Though this seems far-fetched at first, upon further investigation Martin learns that his client had been arrested in Germany on a drug charge. Despite this he was able to come to London with no problems. How could this happen? Also, Martin is worried because the same taxi keeps showing up when he needs a ride. Hmmmm. The intrigue becomes more complex as the trial at Old Bailey proceeds and a special M15 and Farroukh’s teenaged son Emir are brought into the case.

Interspersed throughout the film are shots of clusters of surveillance cameras and then a screen full of multiple images of people going about their business. Often we see Martin and Claudia in them, so we, and they, know that they are under constant surveillance. With M15 brought under suspicion, the film reminded me of Three Days of the Condor, the 1975 film which was one of the first to portray the CIA as a dark force that could be as evil as the Soviet menace from which it was supposed to be protecting us. That film’s conclusion pinned the hero’s hope for justice on the New York Times’ using the documentation he is shown delivering to it in the last shot. But what if M15 can stop such a transaction “by any means necessary”?

Throughout the film I felt a chill or sense of creepiness each time the cameras and their images were displayed on the screen. The nagging question kept arising, in this world so dangerous that we need to have someone constantly watching for possible terrorists, “Who is watching the watchers?” For the author of Proverbs it was a comfort to believe that “the eyes of the LORD are in every place, keeping watch on the evil and the good.” The Lord can be trusted to look out for our good, but how much trust can we place in those humans watching over us? What if the words from the 10th Psalm apply to them?

For Reflection/Discussion
There are several spoilers later on in these questions!
1. How does this thriller compare to the normal summer blockbuster thriller? Why is this one far more believable?
2. How did you feel during the many shots of security cameras and their images? Where do you see them during your normal day? In stores; government buildings; at traffic intersections; in your own home?
3. In a dangerous world, in order to protect democracy, which do you think most people will choose—security or freedom and privacy? What are the arguments for each side? What do you know of the “Red scare” after WW 1; the “witch hunts” of the McCarthy era; the mood of the country right after the US invasion of Iraq when Natalie Maines of the Dixie Chicks spoke out against the war? (For more on the Dixie Chicks see http://www.savingcountrymusic.com/destroying-the-dixie-chicks-ten-years-after)
4. Though set in London what relevance do you see the film has for the US?
5. What do you think has caused novelists and filmmakers to change, beginning in the 60s, from depicting the CIA and similar foreign intelligence agencies as good and heroic to an agency capable of evil doing? (Another current example is 2 Guns, a thriller in which Naval Intelligence and the CIA are both depicted as unsavory.) What danger in a democracy do you see in entrusting secrecy and great power (and funding) to a government agency with almost no accountability?

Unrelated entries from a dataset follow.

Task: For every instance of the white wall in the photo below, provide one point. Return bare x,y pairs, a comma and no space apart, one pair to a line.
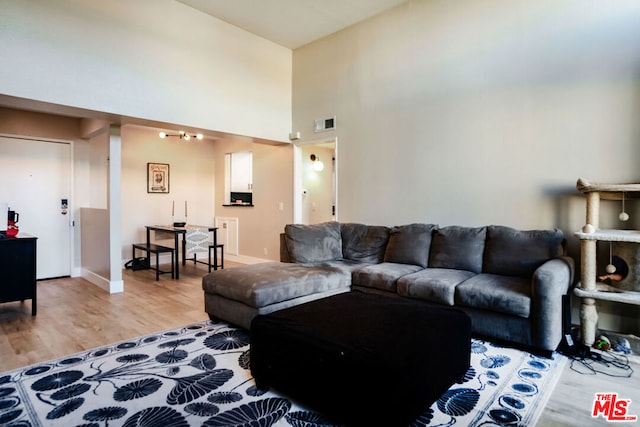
317,203
480,112
150,59
472,112
191,178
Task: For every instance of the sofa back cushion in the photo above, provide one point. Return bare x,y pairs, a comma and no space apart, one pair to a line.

6. Three Days of the Condor, especially at its conclusion, saw hope in the battle against government secrecy and corruption in the power of a free press to get the word out to the public. How is this hope quashed in this new film? Were you surprised by the fate of the NYT reporter?

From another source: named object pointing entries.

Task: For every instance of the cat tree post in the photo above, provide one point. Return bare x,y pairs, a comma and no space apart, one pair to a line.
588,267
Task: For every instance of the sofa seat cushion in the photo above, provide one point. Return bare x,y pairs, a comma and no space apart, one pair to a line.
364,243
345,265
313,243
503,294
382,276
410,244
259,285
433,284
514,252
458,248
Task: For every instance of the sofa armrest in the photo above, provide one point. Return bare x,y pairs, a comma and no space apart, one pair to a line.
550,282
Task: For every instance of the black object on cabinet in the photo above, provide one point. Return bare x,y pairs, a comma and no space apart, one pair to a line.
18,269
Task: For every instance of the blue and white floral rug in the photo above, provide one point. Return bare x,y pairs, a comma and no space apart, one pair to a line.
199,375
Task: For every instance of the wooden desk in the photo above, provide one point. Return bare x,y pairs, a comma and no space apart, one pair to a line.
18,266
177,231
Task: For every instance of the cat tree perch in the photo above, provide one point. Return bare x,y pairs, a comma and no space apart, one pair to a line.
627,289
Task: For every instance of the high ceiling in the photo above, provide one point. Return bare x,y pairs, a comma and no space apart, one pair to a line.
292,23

7. How do Martin and Claudia depart from the usual path of the screen hero up against an opponent of immense power? How is their admission of defeat more realistic? And yet how is their resolve to protect the life of young Emir evidence that they have not totally given in?

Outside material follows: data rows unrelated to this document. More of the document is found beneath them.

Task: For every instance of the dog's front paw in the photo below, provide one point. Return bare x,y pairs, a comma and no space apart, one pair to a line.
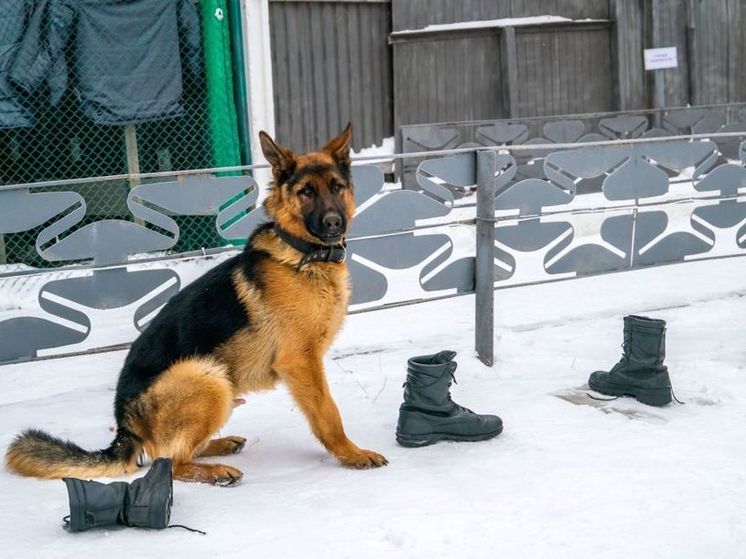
365,459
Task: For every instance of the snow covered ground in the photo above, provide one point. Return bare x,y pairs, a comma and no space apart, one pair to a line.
565,479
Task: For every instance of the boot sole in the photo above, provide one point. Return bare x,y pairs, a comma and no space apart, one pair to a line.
650,396
416,441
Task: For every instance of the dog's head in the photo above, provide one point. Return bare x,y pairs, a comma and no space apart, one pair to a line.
312,195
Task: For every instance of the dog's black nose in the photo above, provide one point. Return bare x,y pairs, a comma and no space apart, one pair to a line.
332,224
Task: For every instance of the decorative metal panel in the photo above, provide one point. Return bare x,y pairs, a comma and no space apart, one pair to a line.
569,129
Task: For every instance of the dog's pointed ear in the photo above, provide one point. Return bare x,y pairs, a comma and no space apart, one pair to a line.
281,158
339,147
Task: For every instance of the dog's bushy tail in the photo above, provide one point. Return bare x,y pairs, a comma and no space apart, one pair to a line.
35,453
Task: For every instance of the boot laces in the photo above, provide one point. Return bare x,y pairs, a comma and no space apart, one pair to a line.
457,406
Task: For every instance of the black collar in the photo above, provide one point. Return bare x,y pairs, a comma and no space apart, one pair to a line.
313,252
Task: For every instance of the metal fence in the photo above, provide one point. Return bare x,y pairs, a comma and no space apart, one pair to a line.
470,226
99,88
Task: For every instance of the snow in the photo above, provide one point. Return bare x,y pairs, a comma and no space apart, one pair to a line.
564,479
491,23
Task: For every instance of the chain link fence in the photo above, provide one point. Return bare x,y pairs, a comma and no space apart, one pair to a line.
95,88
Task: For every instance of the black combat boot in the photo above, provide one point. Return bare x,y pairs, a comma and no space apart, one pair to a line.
428,414
640,372
145,503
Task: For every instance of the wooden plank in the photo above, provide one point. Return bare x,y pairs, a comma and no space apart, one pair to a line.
429,89
331,65
509,58
484,280
736,51
628,39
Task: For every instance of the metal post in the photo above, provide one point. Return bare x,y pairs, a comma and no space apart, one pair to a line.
485,265
133,159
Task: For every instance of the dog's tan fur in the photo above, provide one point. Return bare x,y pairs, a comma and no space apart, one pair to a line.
294,316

8. What do you think of the newscast you hear at the end of the film? How is this necessary for this film to avoid being nihilistic or cynical about the issue of great misuse of power? Do you share the filmmaker’s apparent belief that the truth will finally emerge in a democracy, despite attempts to cover up such a major mistake as was made by M15? Note how the psalmist shares the belief that right will win out eventually, especially in Psalms 37 and 73.